I’m not completely sure I would classify this Belgian album—quite excellent—as necessarily progressive rock in the sense that we might think of Big Big Train or The Tangent as prog. Nor is MUSIC FACTORY moody in the way that Nosound is. Instead, I think it’s much more classic 1980’s AOR, though with modern production and modern sensibilities. Perhaps a good comparison might be with Neal Morse’s AOR project, Flying Colors. Coralspin also comes to mind. This is really progressive AOR, with lots of Trevor Rabin, Rush-era Counterparts, as well as grunge tendencies.
Most importantly, the album is diverse. No song really sounds like any other song. At first listen, this threw me off, as I was search for something to tie it all together. But, don’t take this the wrong way. This isn’t a criticism as much as it is an observation.
At 13 tracks over 57 minutes, MUSIC FACTORY covers a lot of territory, especially in terms of musical styles. The opening track, “Casino,” for example, reminds me of the poppier pieces by Oceansize with its angular guitars, Oceansize. The fifth track, “Lost,” harkens back to early 1990s groups such as Inspiral Carpets and the Charlatans. The ninth track, “Elly Kedward,” strikes me as what Dream Theater might sound like if it decided to cover the best of Blue Oyster Cult.
Of this first album, the standout is really track 13, “Crisis.” This is the most Trevor Rabin-like of all the tracks, a bit heavier than anything Rabin did, but outstanding.
The leader singer has an excellent voice, again with a very AOR-like sound (reminded me of being in junior high and highs school and listening to KICT-95 rock out of Wichita, Kansas), and the lyrics are poetically rendered and, generally, very life affirming. This is not to suggest they’re always just happy go lucky. Instead, they appropriate criticize excesses of conformism in society, but never to the extent that, say, Neil Peart did in the early 1980s. The only exception to this is the appropriately named “Routine,” track 12.
Arrow Haze formed in 2011, and these guys—at least from the picture on the back of the booklet—are young. These guys are brilliant musicians, and I have no doubt that we will be hearing a lot from, by, and about them over the next decade or two.

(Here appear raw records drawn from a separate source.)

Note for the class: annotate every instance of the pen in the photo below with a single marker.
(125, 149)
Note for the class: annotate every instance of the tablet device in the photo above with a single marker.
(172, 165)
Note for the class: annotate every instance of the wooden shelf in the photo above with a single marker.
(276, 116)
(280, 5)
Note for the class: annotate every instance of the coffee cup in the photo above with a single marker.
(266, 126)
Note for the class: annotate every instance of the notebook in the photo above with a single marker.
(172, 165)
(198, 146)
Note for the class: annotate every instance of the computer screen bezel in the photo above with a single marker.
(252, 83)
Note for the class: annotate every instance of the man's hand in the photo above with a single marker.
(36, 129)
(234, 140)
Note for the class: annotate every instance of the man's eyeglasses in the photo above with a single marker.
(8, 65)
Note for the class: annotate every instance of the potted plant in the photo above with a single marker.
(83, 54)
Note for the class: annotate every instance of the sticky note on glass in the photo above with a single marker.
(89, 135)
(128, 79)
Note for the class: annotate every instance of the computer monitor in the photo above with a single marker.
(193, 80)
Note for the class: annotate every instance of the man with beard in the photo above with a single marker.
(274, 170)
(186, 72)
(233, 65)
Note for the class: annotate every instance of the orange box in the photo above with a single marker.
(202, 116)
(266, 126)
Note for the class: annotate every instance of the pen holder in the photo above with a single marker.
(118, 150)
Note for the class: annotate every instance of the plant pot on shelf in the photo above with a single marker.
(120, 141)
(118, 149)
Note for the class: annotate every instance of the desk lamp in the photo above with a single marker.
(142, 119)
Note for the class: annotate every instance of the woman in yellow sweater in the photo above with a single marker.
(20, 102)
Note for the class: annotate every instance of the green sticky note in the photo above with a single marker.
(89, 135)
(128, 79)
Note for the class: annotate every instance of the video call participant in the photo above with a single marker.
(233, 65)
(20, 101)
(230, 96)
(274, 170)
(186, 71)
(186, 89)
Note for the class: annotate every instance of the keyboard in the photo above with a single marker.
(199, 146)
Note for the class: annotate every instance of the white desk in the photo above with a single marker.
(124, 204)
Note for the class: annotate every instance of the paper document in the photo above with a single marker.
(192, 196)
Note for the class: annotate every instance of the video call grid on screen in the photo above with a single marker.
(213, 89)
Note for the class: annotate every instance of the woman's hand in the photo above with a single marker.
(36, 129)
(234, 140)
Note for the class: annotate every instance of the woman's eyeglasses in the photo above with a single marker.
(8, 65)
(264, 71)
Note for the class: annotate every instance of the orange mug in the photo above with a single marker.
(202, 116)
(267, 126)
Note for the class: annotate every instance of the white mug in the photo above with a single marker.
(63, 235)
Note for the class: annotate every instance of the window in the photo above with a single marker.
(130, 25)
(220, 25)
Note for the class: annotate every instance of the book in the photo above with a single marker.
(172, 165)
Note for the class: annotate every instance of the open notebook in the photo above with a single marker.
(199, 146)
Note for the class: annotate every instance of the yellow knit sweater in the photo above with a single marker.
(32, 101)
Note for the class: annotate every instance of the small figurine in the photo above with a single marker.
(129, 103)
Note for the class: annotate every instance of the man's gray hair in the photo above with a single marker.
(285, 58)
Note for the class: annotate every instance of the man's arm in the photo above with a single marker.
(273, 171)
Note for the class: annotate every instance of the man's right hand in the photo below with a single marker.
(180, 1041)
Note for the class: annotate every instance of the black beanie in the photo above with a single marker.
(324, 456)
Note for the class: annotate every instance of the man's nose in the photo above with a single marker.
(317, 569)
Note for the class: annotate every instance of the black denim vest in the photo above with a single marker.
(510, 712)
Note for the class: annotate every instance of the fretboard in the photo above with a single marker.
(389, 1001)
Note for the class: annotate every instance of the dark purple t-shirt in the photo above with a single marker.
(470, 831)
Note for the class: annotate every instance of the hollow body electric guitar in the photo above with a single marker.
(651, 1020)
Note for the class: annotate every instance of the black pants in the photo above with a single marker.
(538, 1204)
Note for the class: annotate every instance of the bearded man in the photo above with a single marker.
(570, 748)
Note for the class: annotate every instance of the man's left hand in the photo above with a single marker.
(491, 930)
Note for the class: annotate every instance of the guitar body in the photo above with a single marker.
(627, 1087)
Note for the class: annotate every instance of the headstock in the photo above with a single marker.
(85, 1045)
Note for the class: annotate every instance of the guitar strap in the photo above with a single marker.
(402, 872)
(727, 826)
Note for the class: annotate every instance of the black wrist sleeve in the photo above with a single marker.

If I could offer a suggestion—offered with age if not necessarily wisdom—I hope these guys open up the spaces they’ve created. Right now, they’re as driven as young men normally are, though, of course, while also being endowed with exceptional musical gifts. I hope they allow themselves to explore the music itself more, to linger in it, and to allow it to encompass them. Right now, with Music Factory, the music is a second ahead of the band. With a bit more time, they’ll come into sync with it.
I have no doubt they will succeed admirably and with integrity. I’m already very much looking forward to their second release. These guys have a solid future.